The peace Jesus imparts is nothing like the peace we long for. In fact, Jesus tells us flat out that he is not interested in our kind of peace. “Do you think that I have come to give peace on earth?” asks Jesus rhetorically. “No, I tell you, but rather division; for henceforth in one house there will be five divided against two and two against three; they will be divided, father against son and son against father, mother against daughter and daughter against her mother, mother-in-law against her daughter-in-law and daughter-in-law against her mother-in-law.” Luke 12:51-53. By peace, Jesus does not mean anything like the “peace of Rome” imposed by the sword.

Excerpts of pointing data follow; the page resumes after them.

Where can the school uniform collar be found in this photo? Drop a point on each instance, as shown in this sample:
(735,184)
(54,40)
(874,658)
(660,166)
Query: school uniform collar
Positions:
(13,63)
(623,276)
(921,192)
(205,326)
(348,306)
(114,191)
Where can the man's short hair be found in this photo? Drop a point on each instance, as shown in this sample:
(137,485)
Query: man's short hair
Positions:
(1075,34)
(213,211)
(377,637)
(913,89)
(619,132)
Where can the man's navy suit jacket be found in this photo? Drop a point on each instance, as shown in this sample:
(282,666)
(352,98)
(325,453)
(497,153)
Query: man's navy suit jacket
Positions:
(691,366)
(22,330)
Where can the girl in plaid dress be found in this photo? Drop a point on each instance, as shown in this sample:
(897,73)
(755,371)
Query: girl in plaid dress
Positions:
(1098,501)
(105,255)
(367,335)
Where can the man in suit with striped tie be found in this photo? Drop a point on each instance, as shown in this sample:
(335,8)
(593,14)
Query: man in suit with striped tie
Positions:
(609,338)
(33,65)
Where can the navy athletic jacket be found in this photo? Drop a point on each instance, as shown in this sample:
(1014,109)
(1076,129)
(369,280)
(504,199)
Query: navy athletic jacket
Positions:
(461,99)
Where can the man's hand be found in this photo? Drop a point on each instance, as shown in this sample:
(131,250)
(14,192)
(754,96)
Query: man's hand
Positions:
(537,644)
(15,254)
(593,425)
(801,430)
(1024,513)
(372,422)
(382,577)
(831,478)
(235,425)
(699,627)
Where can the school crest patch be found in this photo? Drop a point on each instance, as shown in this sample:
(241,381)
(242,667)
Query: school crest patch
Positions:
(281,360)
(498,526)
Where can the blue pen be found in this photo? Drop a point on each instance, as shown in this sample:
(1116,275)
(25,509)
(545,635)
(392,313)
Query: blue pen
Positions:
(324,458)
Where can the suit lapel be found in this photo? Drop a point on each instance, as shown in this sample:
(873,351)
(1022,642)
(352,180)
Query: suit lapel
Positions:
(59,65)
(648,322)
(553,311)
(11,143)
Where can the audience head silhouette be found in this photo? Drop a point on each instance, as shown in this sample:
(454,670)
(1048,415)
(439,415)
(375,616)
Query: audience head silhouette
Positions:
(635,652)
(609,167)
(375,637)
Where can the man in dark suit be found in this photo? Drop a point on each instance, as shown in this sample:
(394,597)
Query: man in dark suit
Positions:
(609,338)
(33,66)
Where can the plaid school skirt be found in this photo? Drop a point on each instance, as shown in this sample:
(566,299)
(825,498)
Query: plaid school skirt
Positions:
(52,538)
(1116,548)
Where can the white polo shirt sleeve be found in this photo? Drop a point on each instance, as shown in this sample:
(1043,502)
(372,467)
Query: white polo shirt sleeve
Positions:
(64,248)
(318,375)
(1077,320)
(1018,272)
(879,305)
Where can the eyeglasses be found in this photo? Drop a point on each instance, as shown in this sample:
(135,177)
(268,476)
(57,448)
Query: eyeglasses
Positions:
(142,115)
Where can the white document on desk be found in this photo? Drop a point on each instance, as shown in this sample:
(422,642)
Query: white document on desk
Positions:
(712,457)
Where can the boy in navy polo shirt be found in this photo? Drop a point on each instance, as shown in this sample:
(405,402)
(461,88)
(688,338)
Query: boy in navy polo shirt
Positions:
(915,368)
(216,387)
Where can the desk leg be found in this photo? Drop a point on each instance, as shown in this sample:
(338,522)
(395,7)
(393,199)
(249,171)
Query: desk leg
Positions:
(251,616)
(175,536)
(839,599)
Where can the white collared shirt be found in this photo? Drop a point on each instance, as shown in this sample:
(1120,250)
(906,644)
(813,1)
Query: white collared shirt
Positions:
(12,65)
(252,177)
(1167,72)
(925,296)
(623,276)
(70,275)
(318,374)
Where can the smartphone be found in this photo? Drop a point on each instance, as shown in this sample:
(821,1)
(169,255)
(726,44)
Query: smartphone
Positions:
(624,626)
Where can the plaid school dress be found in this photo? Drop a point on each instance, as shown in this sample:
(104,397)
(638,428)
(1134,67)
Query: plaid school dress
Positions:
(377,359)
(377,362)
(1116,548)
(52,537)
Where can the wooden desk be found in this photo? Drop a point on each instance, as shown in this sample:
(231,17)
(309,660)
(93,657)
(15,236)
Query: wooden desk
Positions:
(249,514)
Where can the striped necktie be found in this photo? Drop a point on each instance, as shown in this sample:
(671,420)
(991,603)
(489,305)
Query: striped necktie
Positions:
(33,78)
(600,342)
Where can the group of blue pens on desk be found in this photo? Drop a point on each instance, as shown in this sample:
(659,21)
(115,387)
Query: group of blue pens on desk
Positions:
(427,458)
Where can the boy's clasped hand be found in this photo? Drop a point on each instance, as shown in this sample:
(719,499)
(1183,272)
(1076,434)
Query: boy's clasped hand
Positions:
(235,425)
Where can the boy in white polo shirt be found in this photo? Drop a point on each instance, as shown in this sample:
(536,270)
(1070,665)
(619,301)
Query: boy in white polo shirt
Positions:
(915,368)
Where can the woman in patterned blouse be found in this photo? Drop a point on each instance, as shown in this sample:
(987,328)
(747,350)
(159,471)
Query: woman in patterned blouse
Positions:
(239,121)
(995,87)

Jesus does not want the kind of peace made by ignoring and smoothing over a racist remark made by uncle Harry so as not to “spoil Thanksgiving dinner.” Jesus has no interest in the peace white supremacist politicians are trying to make through legislation erasing from our school curriculum every trace of Black American experience by banning books, threatening teachers and encouraging disruption of local school board meetings. Jesus does not approve of peace made by and for bigots through effectively denying the existence or legitimacy of LGBTQ+ families. Jesus stands with the prophet Jeremiah in refusing to “heal[] the wound of my people lightly, saying ‘peace, peace’ where there is no peace.” Jeremiah 6:14.   

The peace to which Jesus calls his disciples is “not such as the world gives.” John 14:27. It is not quickly or easily achieved. The peace of God is not made by sweeping conflict under the rug. It cannot come without acknowledging and addressing systemic racism that permeates our culture, including the church. The peace of God cannot come without our facing the sexist and patriarchal structures that continue to disfigure the personal, educational and professional growth of women and girls. Peace will not come without our coming to grips with the ongoing ecological ruin of our planet by the ruthless greed of a capitalist society. Peace without justice is no peace at all. Jesus will tolerate no shortcuts when it comes to peacemaking.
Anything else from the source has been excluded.